The successful hack was again accomplished by the Synacktiv team, which earned $100,000 for their first hack earlier this week for exploiting three zero-day bugs to get root permission on a Tesla modem.
Their second attempt took aim at Tesla’s infotainment system. According to the Zero Day Initiative, Synacktiv were successful in exposing a vulnerability, using a 2-bug chain to gain access to the system.
The team was awarded another $100,000, and another 10 Master of Pwn Points.

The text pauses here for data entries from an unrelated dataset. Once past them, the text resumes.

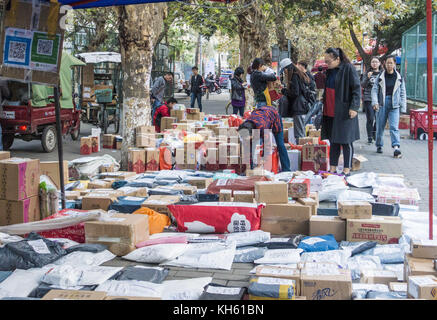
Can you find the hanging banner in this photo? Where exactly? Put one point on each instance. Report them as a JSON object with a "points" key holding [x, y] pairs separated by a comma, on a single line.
{"points": [[31, 44]]}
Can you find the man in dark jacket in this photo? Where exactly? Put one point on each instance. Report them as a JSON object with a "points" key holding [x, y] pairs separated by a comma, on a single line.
{"points": [[341, 101], [196, 92]]}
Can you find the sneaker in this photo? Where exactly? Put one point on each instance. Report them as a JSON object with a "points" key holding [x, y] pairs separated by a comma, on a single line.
{"points": [[397, 153]]}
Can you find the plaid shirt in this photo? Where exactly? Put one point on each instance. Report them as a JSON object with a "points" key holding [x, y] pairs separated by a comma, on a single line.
{"points": [[266, 118]]}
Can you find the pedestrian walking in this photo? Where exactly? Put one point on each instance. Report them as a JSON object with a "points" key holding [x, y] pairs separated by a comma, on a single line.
{"points": [[367, 84], [297, 90], [341, 101], [238, 96], [158, 90], [389, 99], [320, 79], [196, 91], [163, 111]]}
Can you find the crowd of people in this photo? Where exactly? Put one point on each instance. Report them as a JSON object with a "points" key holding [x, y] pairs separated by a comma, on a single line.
{"points": [[336, 93]]}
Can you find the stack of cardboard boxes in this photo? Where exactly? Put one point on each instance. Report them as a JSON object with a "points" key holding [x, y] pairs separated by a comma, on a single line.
{"points": [[19, 187]]}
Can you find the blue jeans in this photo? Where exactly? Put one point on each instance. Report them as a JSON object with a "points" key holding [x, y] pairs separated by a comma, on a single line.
{"points": [[197, 96], [392, 114]]}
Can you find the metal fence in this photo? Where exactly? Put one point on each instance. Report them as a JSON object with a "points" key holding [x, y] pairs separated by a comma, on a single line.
{"points": [[414, 61]]}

They did it again! @Synacktiv team used a two-bug chain to attack the Tesla in-vehicle infotainment system, earning them $100,000 and 10 Master of Pwn points! Amazing feat! pic.twitter.com/1hYvpL24pq
— VicOne (@VicOneAuto) January 25, 2024
The Synacktiv team ended the competition in first place, earning the title of Masters of Pwn and a total of $1,323,750 in prize money.
Tesla has actively participated in Pwn2Own hacking competitions for many years, providing vehicles as prizes over to anyone who can expose a vulnerability in their software. In fact, Tesla was a title sponsor for the inaugural Pwn2Own event in Tokyo this week, and will again take part in the Pwn2Own event coming up in March in Vancouver. For that event the company will be providing a Model 3 and Model S, both with Ryzen computers, as targets for the hackers.